SPEAKER_00: They bottomed out. Now they're accelerating. So we're starting to see this in some of my board meetings as well, where in 2022, everybody was missing their numbers and re-forecasting down. And then they would miss the re-forecast. So by 2023, the forecasts were very, very conservative. And I would say now I'm seeing companies beat the lower forecasts in Q4.
SPEAKER_00: This wasn't happening earlier in the year. But finally, I think people are starting to beat their lower forecasts for Q4.
SPEAKER_04: That's the question that I was curious about. What do you actually think is happening? Is that we've re-baselined these businesses. So now what would have looked like just a massive miss over the last two years now looks like a beat because we've just completely reset expectations. Is it that? Or is it that the economy is actually expanding and we can count on some reasonable growth rates?
Is it a combo of the two? What do you think it actually is?
SPEAKER_00: Yeah, I mean, it's definitely a new baseline in the sense that, and if you go back to 2020 or 2021, we considered good growth to be 2 to 3x year over year.
And now if it's going from 60% to 80% growth year over year, you're happy. So there's definitely been a lowering of expectations. That being said, you still see in these numbers there has been a bottoming out. And we're starting to now grow from this new baseline.
So for example, I think with Atlassian here, we are seeing an increase in spend basically in growth. So the way a recession is typically defined is two quarters of negative growth. We had six to seven quarters of decelerating or negative growth.
SPEAKER_06: In SaaS, in tech. In SaaS, which is why I called it the SaaS recession or B.
SPEAKER_00: Yeah, it was actually kind of a depression, you're right.
SPEAKER_00: But now we're seeing quarter over quarter growth. So growth is re-accelerating. Growth is higher than it was. So is it going to get to where it was? That probably will take some time. But it feels like the problems in the ecosystem work themselves out. And now we're back to growth again.
SPEAKER_06: Yeah, I can add psychologically because I'm on a couple of SaaS boards as well. And psychologically, it felt like you tell me if I'm right SaaS, if you saw the same thing. There were two years of calling up customers. And they were like, we're consolidating vendors. And by the way, we did a RIF. And so we need 20% less seats. So we're going to have 20% less SaaS companies that we're buying from. And we're going to have 20% less seats. So you start putting that all together. Man, everybody was just in psychological triage mode. We cannot spend money. I don't want to lose my job. So if you're a procurement person or you're the CTO, you don't want to lose your job. You don't want to have more cuts. So you're like, well, I can cut some software costs. Do I get points for that? And the points you would score for the last two years was cutting costs. With the market ripping and you now got a really efficient company, you're like, hey, can we spend a little bit on SaaS to make the remaining employees even more productive?

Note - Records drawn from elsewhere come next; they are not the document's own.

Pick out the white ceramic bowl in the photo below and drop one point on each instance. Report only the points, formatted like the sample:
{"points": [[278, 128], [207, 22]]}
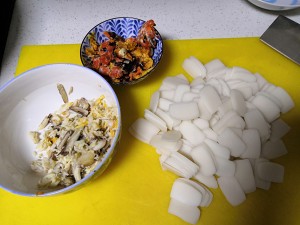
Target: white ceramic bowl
{"points": [[25, 101], [276, 5]]}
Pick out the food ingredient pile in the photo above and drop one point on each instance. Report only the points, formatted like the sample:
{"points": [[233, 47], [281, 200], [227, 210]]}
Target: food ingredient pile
{"points": [[123, 60], [71, 141]]}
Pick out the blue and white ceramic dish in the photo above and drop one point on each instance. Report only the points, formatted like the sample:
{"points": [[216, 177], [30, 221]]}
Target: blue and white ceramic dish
{"points": [[125, 27]]}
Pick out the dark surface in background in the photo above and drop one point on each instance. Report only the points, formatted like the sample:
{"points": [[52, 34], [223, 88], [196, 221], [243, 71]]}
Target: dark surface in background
{"points": [[6, 11]]}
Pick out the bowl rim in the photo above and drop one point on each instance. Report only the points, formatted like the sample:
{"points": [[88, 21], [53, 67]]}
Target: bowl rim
{"points": [[123, 83], [106, 156]]}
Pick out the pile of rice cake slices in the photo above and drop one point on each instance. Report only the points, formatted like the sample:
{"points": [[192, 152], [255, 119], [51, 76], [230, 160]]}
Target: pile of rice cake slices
{"points": [[221, 129]]}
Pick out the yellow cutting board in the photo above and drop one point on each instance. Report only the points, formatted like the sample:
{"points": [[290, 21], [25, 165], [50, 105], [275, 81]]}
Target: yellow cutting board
{"points": [[134, 190]]}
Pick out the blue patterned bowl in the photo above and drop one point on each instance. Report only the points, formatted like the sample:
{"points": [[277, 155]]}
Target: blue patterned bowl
{"points": [[125, 27]]}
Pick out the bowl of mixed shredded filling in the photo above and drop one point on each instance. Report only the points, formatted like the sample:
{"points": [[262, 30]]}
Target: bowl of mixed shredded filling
{"points": [[124, 50], [59, 128]]}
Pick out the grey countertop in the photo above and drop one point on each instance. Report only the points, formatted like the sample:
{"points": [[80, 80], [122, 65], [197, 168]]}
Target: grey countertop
{"points": [[42, 22]]}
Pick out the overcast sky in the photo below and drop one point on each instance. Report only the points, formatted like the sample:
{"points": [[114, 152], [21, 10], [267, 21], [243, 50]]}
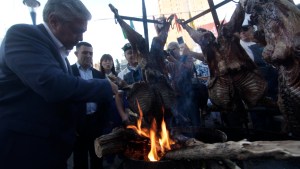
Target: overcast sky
{"points": [[103, 33]]}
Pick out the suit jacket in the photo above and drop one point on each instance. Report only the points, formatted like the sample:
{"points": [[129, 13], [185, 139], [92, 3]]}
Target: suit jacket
{"points": [[94, 129], [36, 93]]}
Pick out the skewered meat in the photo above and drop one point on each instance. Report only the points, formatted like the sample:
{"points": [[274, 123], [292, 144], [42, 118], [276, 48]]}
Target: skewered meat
{"points": [[155, 93], [280, 21], [234, 78]]}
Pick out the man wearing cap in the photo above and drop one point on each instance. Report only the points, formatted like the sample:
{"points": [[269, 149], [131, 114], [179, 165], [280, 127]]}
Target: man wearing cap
{"points": [[132, 73]]}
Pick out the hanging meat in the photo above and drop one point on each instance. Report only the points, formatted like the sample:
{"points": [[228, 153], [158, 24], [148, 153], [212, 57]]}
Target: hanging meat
{"points": [[154, 96], [234, 78], [280, 22]]}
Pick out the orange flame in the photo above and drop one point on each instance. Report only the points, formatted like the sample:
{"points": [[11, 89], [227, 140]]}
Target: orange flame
{"points": [[158, 145]]}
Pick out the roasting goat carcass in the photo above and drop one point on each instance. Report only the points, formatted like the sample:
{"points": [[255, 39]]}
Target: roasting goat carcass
{"points": [[234, 78], [280, 22], [154, 96]]}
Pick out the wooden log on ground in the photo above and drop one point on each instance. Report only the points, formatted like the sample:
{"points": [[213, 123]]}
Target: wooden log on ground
{"points": [[240, 150], [115, 142]]}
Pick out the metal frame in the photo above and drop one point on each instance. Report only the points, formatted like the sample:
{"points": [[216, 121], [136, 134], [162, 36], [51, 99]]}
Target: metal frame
{"points": [[212, 9]]}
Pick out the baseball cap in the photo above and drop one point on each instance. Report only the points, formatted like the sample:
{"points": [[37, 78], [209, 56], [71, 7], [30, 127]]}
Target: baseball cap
{"points": [[126, 47]]}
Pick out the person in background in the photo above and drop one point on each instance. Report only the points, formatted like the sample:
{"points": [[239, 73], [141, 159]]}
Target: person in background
{"points": [[113, 118], [38, 91], [132, 73], [107, 67], [181, 69], [92, 113]]}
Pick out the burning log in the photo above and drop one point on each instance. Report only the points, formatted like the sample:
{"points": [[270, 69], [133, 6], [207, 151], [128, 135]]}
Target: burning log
{"points": [[240, 150], [126, 141], [114, 142]]}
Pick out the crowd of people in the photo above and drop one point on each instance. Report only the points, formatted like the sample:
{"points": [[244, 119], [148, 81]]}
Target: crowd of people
{"points": [[50, 109]]}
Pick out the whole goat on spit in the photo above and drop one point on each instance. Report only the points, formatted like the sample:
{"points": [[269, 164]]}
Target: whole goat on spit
{"points": [[154, 96], [234, 78], [280, 22]]}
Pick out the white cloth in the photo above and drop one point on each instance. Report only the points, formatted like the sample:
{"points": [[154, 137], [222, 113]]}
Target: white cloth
{"points": [[87, 74]]}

OK, maybe that's a reasonable discussion. And then people are playing ball in terms of negotiating prices. So that's the other thing I see is like people are like, well, we'll take your software, but here's what we want to pay. And then they're coming to the board and saying, can we do this deal? Would have been a million dollar deal, but it's a $200,000. It's like, yeah, take the money.

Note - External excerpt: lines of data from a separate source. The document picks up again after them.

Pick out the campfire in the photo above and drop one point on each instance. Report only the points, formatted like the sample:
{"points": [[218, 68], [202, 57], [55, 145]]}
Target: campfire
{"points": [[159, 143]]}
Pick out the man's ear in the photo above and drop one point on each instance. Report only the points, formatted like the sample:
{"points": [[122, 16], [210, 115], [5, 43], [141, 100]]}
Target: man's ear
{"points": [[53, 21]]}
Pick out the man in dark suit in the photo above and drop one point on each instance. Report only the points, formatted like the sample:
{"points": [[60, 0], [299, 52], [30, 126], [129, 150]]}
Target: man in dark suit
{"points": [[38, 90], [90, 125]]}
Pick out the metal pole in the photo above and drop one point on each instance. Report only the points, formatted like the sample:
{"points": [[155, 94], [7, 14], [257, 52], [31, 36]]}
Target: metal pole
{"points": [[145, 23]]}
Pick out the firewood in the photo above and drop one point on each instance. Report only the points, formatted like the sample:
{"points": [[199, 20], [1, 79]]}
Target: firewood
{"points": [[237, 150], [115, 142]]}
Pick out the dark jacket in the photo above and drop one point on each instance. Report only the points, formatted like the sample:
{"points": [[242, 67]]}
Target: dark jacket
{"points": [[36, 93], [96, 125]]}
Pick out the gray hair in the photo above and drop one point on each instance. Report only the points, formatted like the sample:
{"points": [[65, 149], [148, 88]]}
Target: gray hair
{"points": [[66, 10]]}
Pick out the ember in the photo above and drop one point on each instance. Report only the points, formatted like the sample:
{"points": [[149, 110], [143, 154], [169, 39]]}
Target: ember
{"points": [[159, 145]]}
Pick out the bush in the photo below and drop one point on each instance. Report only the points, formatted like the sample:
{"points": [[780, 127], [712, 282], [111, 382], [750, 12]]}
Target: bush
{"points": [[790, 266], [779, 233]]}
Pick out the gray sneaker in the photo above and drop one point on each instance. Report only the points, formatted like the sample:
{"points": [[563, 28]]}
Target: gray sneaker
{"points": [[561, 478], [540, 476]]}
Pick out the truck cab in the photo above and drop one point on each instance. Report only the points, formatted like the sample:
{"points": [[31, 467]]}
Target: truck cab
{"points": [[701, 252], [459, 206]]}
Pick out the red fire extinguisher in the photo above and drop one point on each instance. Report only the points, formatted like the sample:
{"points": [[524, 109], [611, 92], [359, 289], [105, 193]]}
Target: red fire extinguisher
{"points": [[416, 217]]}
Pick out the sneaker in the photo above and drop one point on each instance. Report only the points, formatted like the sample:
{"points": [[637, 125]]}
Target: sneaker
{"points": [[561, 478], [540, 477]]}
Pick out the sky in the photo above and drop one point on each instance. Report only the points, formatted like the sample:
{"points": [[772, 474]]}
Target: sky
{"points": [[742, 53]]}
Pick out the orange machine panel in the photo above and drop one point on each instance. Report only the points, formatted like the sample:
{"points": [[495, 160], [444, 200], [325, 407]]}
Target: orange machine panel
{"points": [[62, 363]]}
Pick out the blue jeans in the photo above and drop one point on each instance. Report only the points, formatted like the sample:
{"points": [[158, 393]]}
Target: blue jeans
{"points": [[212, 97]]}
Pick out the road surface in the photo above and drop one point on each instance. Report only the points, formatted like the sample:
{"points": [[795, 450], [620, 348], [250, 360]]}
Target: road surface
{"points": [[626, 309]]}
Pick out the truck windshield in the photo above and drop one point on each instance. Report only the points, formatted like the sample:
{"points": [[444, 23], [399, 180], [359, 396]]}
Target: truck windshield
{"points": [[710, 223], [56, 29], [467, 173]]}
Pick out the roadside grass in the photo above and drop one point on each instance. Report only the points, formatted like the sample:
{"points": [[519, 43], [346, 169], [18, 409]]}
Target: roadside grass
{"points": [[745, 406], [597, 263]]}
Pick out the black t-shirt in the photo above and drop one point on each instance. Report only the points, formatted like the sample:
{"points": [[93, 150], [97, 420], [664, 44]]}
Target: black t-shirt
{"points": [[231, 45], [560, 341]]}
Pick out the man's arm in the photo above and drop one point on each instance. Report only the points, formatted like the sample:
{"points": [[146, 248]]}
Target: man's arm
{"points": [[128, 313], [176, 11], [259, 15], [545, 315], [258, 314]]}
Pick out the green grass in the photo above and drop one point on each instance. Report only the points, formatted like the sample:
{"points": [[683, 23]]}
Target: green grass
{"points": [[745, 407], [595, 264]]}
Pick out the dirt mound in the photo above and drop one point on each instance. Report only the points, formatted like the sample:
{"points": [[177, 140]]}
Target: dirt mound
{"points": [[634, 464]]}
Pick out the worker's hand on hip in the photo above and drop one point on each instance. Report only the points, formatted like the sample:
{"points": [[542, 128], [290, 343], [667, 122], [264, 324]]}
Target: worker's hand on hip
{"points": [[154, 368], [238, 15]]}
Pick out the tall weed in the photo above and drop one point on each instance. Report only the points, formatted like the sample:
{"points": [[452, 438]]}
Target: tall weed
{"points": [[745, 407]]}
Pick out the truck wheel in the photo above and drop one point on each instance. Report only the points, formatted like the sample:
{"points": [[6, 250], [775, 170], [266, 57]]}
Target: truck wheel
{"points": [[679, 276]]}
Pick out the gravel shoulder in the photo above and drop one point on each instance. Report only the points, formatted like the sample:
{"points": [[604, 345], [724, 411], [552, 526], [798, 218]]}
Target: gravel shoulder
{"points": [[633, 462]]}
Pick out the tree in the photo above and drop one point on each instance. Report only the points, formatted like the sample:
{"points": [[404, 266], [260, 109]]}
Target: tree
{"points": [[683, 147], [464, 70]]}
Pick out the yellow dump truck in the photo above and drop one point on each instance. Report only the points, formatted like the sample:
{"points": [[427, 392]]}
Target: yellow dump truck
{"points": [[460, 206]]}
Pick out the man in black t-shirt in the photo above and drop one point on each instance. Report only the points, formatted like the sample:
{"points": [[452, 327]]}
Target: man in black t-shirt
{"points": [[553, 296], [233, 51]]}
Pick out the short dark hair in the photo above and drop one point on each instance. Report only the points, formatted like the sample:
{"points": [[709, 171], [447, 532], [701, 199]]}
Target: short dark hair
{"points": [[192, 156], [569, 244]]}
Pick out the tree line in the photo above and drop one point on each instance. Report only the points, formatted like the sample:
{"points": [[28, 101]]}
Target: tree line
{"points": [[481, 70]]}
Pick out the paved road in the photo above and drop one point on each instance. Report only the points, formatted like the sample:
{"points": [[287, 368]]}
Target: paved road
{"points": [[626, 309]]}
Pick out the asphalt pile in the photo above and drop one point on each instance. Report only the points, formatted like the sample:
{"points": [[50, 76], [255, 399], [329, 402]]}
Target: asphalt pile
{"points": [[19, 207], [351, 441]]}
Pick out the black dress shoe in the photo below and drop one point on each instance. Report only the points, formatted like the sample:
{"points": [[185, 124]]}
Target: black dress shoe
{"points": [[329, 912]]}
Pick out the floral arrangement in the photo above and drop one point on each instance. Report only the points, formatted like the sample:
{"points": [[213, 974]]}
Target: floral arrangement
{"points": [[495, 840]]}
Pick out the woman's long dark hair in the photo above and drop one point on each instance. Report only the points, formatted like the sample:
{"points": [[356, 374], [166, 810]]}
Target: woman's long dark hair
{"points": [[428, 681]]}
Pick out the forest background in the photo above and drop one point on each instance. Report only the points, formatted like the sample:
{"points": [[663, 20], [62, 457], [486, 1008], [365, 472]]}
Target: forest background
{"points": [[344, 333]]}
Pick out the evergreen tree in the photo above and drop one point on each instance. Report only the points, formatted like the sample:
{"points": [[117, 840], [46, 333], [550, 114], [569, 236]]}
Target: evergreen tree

Take the money. Let's bear hug that customer.
SPEAKER_00: The market is generally an escalator on the way up and elevator on the way down. So the recovery is going to take a long time. But at least we've bottomed out and we're in recovery as opposed to continuing declines.
SPEAKER_00: By the same token, if you're a startup and you're not seeing improvement in your Q4 sales, then you no longer have a macro excuse for why you're not doing well.
SPEAKER_06:
Interesting. And then, Freeberg, you added, you're like, I'll make my own software. You said some SaaS software is too expensive.

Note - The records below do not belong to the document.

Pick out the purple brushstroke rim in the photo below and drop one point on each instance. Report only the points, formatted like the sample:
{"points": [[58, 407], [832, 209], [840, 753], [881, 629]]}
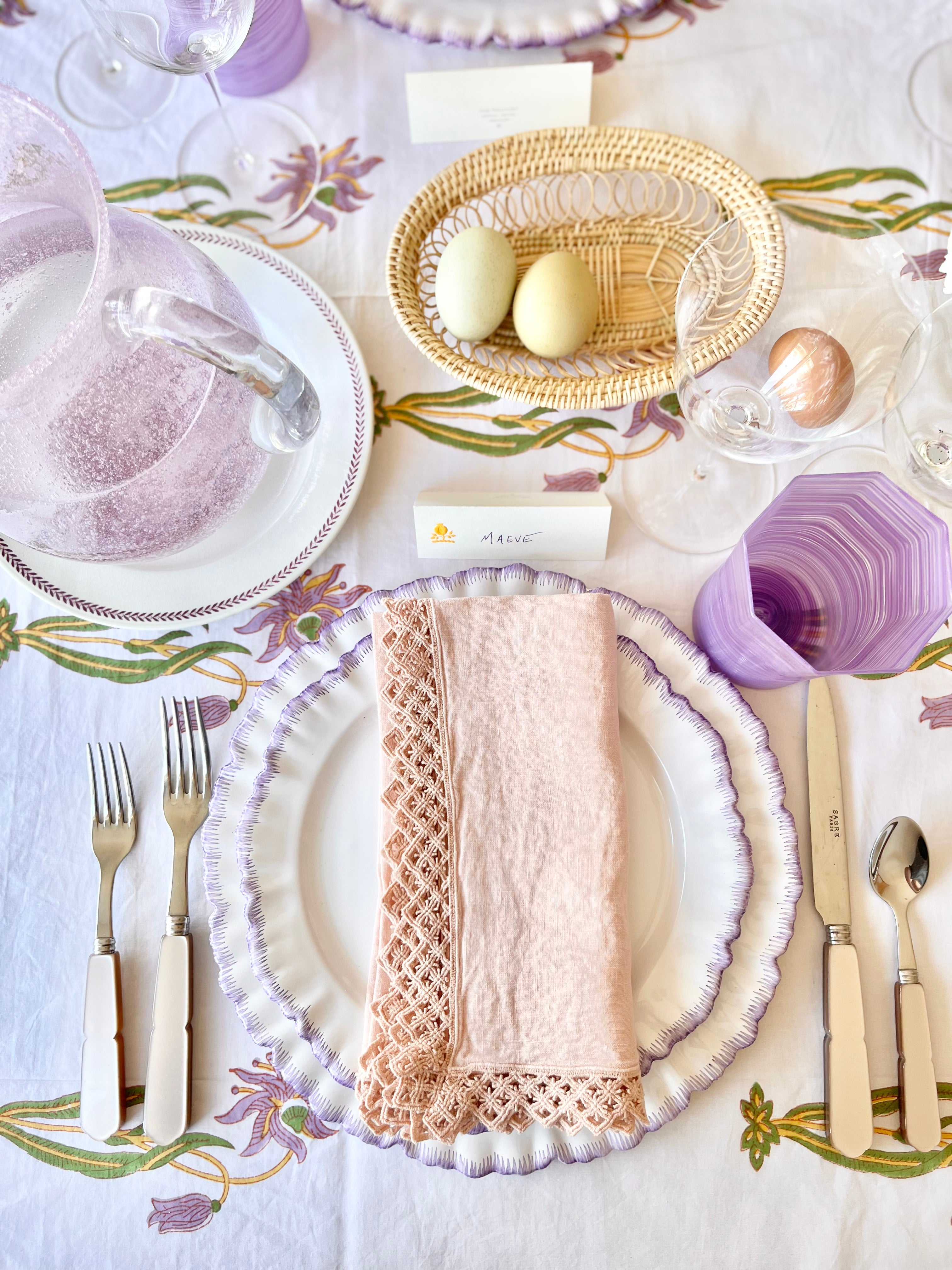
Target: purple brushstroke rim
{"points": [[431, 1154], [437, 35], [253, 890]]}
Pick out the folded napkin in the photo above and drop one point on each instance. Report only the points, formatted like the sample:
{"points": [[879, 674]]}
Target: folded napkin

I'll put a developer on it. And so how's that working out for you? Are you still in that mindset of like, yeah, maybe we just build our own software?
SPEAKER_05: Yeah, I mean, it's not just us. I think we're seeing a lot of companies pursuing this path.
A couple of engineers can rebuild the functionality of core applications, particularly because I think if you think about the business model that
makes SaaS so great is they could value share. Rather than charge the cost of an engineer plus some margin, the great business model, the equity value that comes in software, is you can build something once that creates $100 of value. You could probably charge your customer $30, $40 for that product because it's saving them $60, $70, and they'll make that switch to software.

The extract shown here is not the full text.